On 13 October 2025, KU Leuven hosted in Brussels REMIT’s fourth Scenario Testing Workshop (STW). This iteration focused on Internet governance and brought together experts and policymakers, including from the European Commission and EU national governments, to explore the possible effects of emerging technologies in the field.

Applying the Joint Research Centre’s Scenario Exploration System (SES) methodology, participants took on the roles of key actors in the Internet governance ecosystem. Namely, the EU, China, the private sector, a Global South coalition, and the technical/civil society community. The workshop revolved around two contrasting scenarios across two rounds, set for 2030 and 2035.

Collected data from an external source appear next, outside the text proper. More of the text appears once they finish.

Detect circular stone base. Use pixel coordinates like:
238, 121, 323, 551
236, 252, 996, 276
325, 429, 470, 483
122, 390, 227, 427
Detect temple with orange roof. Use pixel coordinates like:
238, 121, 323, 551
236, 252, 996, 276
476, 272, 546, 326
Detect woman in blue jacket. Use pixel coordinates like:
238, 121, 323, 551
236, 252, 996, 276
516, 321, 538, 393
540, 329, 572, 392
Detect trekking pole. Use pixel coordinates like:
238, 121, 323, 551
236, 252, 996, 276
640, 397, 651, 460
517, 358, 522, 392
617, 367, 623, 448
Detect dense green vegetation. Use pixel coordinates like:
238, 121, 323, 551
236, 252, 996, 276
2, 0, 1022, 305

The first scenario, called “a Sovereign Fragmented Internet”, took a closer look at a world where the Internet becomes increasingly fragmented due to increased geopolitical rivalries around the globe and a focus on national security interests. The second scenario, “Multistakeholder Common Good”, envisioned a future with strengthened support for the multistakeholder model and common global interests, while states agree to refrain from politicising the backbone of the Internet.
Throughout the session, participants aimed to achieve their goals while considering emerging technologies such as AI-driven Domain Name System (DNS) abuse, blockchain-based naming systems, and quantum computing-based decryption.
To illustrate the timeliness of our REMIT EU project: precisely one week after our scenario workshop, the Amazon Web Services outage happened, the cause of which appears to be a DNS disruption in Amazon’s DomainDB DNS resolver. Precisely such as massive DNS disruption was foreseen as a real-life event in our scenario exercise! De facto centralisation of the Domain Name System can open the door to abuse or error leading to major outages, which, ironically, the Internet was specifically designed to prevent. This illustrates the importance for policymakers to proactively engage with the future of Internet governance.
REMIT’s scenario exercise on Internet Governance was also mentioned in relation to digital diplomacy at the EU CyberDirect Cyber Agora on 22 October in Brussels, by Paul Timmers as panellist and James Shires as participant.